Фрицис Гайлис в короткий срок приобрел доверие всего класса, и мы единогласно избрали его в совет уча щихся гимназии.
— Ваше доверие, товарищи, оправдаю,— сказал Фрицис, и в самом деле он относился к своим обязанностям добросовестно. С большим рвением и душевным пылом боролся за то, чтобы совет учащихся оказывал помощь и поддержку действительно нуждавшимся ребятам.
Позже, когда Фрицис Гайлис начал работать на суперфосфатной фабрике в Милгрависе и стал получать жалованье, он часть своего нищенского заработка всякий раз отдавал тем, кто нуждался больше, чем он. Это он делал тактично, ненавязчиво — платил, например, за билеты на концерты, театральные представления или кино (иногда мы смотрели и советские фильмы).
Как-то одна наша соученица, очень одаренная, перестала посещать занятия. Оказалось, у нее нет работы и она не в состоянии платить за учение; у девушки даже носков не было, а дни стояли холодные, зимние.
Фрицис Гайлис сумел добиться, чтобы ее освободили от платы, купил носки и, дождавшись подходящего случая, не обидев товарища, подарил. Ученица вернулась в школу и продолжала учиться.
Беззвездное небо
Фрицис Гайлис учился так же, как и все остальные ребята. В отношениях с товарищами был ровен, не любил выделяться, верховодить, чем-либо щеголять. Но чем чаще я с ним встречался, тем больше убеждался, что он человек с широким кругозором.
Он любил литературу, особенно произведения Райниса, Упита, Судрабкална. Выдавалось свободное время — много читал и сам пытался писать.
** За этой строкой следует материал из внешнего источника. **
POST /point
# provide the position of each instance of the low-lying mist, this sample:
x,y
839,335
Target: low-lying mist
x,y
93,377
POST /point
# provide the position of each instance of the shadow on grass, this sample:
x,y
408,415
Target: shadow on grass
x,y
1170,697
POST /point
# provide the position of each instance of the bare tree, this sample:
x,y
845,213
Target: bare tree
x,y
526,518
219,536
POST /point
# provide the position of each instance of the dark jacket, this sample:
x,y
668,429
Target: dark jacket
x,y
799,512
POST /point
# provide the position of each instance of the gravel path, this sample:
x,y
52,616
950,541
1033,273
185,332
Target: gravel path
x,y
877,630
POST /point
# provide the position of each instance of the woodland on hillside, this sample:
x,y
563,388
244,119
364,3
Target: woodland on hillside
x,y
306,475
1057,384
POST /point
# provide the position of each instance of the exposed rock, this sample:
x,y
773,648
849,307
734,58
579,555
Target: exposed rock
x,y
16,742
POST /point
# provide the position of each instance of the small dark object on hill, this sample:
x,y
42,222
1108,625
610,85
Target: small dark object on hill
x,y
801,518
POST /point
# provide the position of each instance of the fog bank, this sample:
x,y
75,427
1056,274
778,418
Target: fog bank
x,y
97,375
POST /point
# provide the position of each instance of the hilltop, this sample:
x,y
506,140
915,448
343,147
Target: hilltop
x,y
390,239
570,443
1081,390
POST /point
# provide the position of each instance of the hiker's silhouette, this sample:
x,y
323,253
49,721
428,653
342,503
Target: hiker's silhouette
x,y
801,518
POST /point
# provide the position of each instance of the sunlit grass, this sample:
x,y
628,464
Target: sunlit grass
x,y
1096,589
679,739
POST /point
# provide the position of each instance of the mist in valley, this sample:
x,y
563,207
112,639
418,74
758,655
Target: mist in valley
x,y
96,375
Однако к себе был чрезвычайно строг, требователен и свои литературные пробы показывать стеснялся.
— У меня ничего путного не получается,— признавался он мне,— но литературу люблю веем сердцем.
Когда я ему прочитал свои стихи, которые были всего лишь пробой пера, он стал меня уговаривать их напечатать.
— Но только обязательно отдай в какой-нибудь прогрессивный журнал,— наказывал он мне.
Увидев в журнале «Ботаз» («Мысли») мое первое опубликованное стихотворение, он обрадовался не меньше, чем я. Фрицис всегда радовался чужой радости и печалился из-за чужой беды.
Мы вместе с ним довольно часто посещали писательские вечера, театры, кино, концерты, оперу. Самое сильное впечатление оставляла у него музыка. Помню, однажды, попав на галерку оперного театра и прослушав Девя- тую симфонию Бетховена, мы потом всю ночь пробродили в тронутых осенью парках и никак не могли прийти в себя от волнения. Фрицис был настолько потрясен, что совсем притих. Когда я его о чем-то спросил, он сказал:
— Знаешь, поговорим-ка лучше со звездами.
— Так ведь на небе сегодня нет звезд,— ответил я. Ои, взглянув на осенние тучи, сплошь покрывшие
небо, грустно улыбнулся.
— Да, на нашем небе нет звезд.
Я понял, что он выразился в переносном смысле, имея в виду нашу тогдашнюю жизнь.
В буржуазной Латвии и в самом деле ночь была темной, а небо беззвездным.
Чтобы зажглись на небе звезды, чтобы жизнь угнетенных стала светлей, комсомолец Фрицис Гайлис пожертвовал своей молодой прекрасной жизнью.
Загадочные следы
В нелегком повседневном труде и общественной деятельности в стенах гимназии и за ее пределами созидалась личность Фрициса Гайлиса, быстро превратившегося в революционного вожака саркан даугавской молодежи.
Стремясь поскорей с ним расправиться, и днем и ночью преследовали его полицейские ищейки.
Однажды он появился в школе с опозданием и казался очень взволнованным; заметно было, что он запыхался от бега.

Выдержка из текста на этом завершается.